Poster Session Part of Wednesday Poster Session


Sharon Browning, Baylor University
Joe Yelderman Jr., Baylor University
Stacy Atchley, Baylor University
Wayne Hamilton, Baylor University
Societal views impact curriculum changes at all levels, and changes in K-12 curriculum can affect career choices. World events such as a pandemic, the price of petroleum products, and climate change also affect career choices. This presentation identifies challenges facing geoscience education and documents problems that indicate a need for changes in geoscience recruitment at the university level.

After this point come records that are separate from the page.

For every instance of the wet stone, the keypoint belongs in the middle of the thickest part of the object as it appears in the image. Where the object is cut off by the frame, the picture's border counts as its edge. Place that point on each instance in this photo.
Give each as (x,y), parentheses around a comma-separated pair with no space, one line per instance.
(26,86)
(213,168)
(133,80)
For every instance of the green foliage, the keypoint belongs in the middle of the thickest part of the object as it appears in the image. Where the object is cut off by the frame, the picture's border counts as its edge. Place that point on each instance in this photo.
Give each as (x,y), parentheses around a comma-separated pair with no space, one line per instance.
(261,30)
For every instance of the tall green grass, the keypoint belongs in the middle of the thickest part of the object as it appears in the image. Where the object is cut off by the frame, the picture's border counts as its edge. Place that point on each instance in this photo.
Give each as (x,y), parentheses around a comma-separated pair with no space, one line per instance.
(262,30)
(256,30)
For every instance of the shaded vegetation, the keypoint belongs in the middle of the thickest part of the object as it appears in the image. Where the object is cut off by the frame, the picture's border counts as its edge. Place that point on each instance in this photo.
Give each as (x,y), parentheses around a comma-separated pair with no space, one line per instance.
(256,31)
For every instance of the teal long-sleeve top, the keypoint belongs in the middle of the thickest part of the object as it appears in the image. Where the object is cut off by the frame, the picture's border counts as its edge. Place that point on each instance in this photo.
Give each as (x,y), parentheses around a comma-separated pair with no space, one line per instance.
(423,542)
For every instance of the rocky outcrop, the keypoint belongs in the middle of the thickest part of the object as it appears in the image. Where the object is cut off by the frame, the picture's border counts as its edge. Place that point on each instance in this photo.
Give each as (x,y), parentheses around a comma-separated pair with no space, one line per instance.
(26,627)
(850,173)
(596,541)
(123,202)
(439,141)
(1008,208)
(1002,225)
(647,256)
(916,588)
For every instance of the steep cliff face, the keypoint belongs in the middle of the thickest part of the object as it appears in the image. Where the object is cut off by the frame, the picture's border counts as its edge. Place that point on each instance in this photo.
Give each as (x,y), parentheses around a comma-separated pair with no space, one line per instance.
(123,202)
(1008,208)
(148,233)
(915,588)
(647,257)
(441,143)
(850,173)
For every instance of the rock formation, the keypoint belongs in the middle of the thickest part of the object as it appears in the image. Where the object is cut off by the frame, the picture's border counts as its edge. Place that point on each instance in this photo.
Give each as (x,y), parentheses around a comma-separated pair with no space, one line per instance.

Baylor University (BU) is addressing these challenges using informational recruitment strategies and curriculum changes. Geoscience classes are not required in many core curricula and geoscience is not on everyone's career radar like doctor, lawyer, or merchant chief (business). Therefore, there is a need to inform students about geoscience outside the classroom to encourage them to opt into a class. Examples of recruitment strategies include targeting undecided freshmen, working with admission and advising departments on talking points- including the development of class and departmental flyers, and partnering with community colleges and K-12 teachers. Although partnering with K-12 teachers has low direct returns (students enrolling at BU), it is an important long-term strategy that should benefit the larger geoscience community. Baylor faculty also developed changes to the geoscience curriculum to better represent geoscience subdisciplines that apply to a growing variety of careers. The new curriculum should also allow enrolled students who experience geoscience to change their major with fewer delays in graduation schedules.